Last week, Transatlantic reaffirmed its deal with Allied World AWH.N, which is worth $3.05 billion at Monday afternoon’s share prices. But Transatlantic said it was possible Validus’s offer could lead to a superior proposal and it would approach Validus to open talks.
Transatlantic accepted Allied World’s bid on June 12. Validus made its unsolicited cash-and-stock bid on July 12. Transatlantic said on Monday it still considered Allied’s bid superior and it recommended shareholders not take any action yet on the Validus offer.
Validus’s exchange offer for Transatlantic’s stock will end on September 30, unless extended.
At midday Monday, Transatlantic was down 0.6 percent at $52.19 and Validus was off 1 percent at $27.43. Allied World reversed earlier losses and was up 0.2 percent at $55.76.
At those levels, both the Allied World bid and the Validus proposal represent a discount to Transatlantic’s shares. The Validus bid remains just over 3 percent higher than the Allied offer, however.
Should Validus succeed, the newly combined company would be the world’s sixth-largest reinsurer.
Reinsurers sell insurance to insurers for their exposures, letting them offset some of their risk and freeing them up to write more policies.
Roughly three-quarters of Validus’ business would be exposed to short-term risks such as hurricanes and roughly one-quarter to longer-lasting perils such as medical malpractice and workers’ compensation, what the industry calls “long-tail” risk.
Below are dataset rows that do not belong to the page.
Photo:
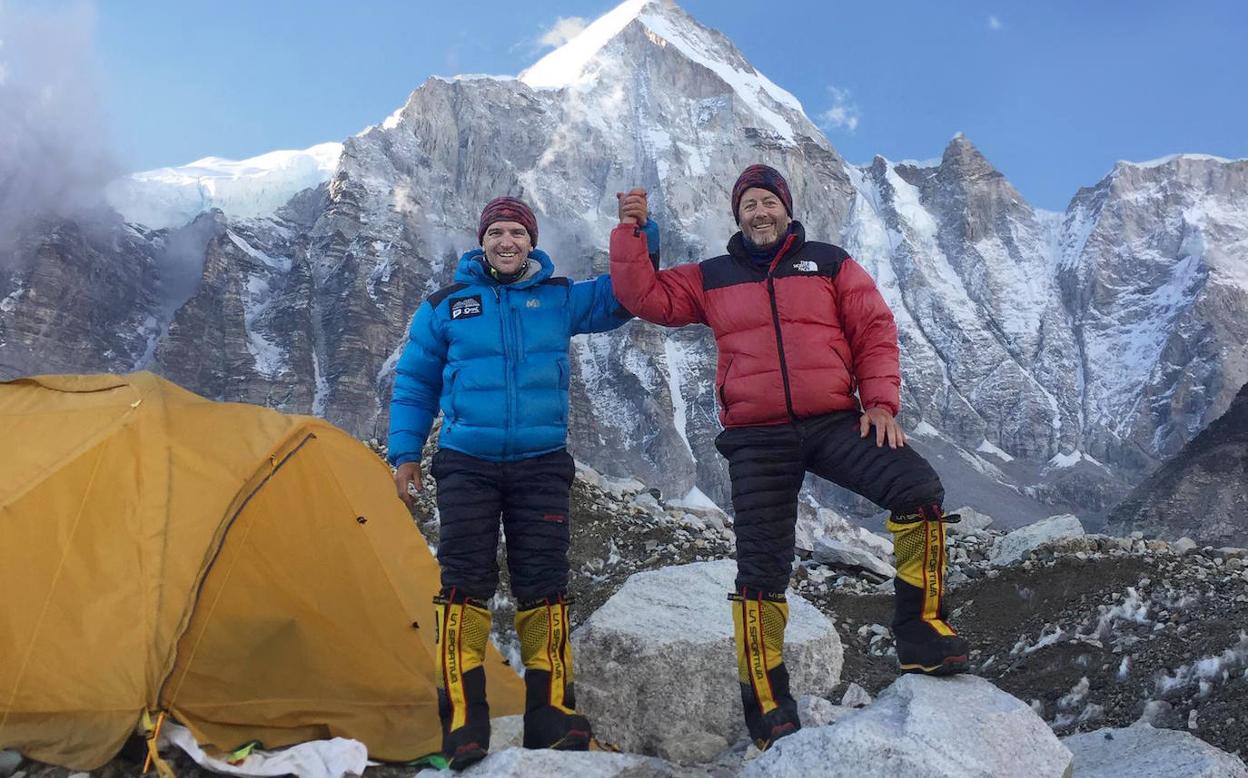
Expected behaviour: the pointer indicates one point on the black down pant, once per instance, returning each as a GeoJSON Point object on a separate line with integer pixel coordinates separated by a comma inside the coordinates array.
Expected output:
{"type": "Point", "coordinates": [766, 466]}
{"type": "Point", "coordinates": [532, 496]}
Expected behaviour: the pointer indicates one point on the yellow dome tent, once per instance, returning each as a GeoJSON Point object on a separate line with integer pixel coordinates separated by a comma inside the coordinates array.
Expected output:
{"type": "Point", "coordinates": [250, 573]}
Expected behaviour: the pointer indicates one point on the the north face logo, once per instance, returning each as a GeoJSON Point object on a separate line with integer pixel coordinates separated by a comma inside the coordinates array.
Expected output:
{"type": "Point", "coordinates": [464, 307]}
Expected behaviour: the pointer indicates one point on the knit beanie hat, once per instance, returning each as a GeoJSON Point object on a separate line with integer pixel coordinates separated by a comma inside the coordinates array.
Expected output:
{"type": "Point", "coordinates": [764, 177]}
{"type": "Point", "coordinates": [507, 209]}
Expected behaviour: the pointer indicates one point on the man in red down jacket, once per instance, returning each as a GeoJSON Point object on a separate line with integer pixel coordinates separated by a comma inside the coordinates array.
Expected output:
{"type": "Point", "coordinates": [808, 366]}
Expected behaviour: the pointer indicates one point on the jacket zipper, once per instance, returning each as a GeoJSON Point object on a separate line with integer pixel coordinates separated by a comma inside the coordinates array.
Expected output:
{"type": "Point", "coordinates": [775, 322]}
{"type": "Point", "coordinates": [504, 316]}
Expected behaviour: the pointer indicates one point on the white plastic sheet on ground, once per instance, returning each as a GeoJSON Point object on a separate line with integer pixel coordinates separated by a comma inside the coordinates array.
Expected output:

Some analysts have said long-tail exposure was a problem for Validus, part of the reason Validus shares have fallen more than 11 percent since the company made its bid.
Something similar happened in 2009, when Validus stepped in to snatch up IPC from its deal with Max Capital. Shares fell sharply once Validus made its offer and did not recover to pre-bid levels for nearly five months.
Analysts and investors have been saying the Bermudan reinsurance market was ripe for consolidation, with too many companies holding too much capital and competing for too little business.
Yet most agree the Transatlantic bidding war is a unique case and not a spark for further deal making, as valuations across the island remain too depressed to make acquisitions attractive.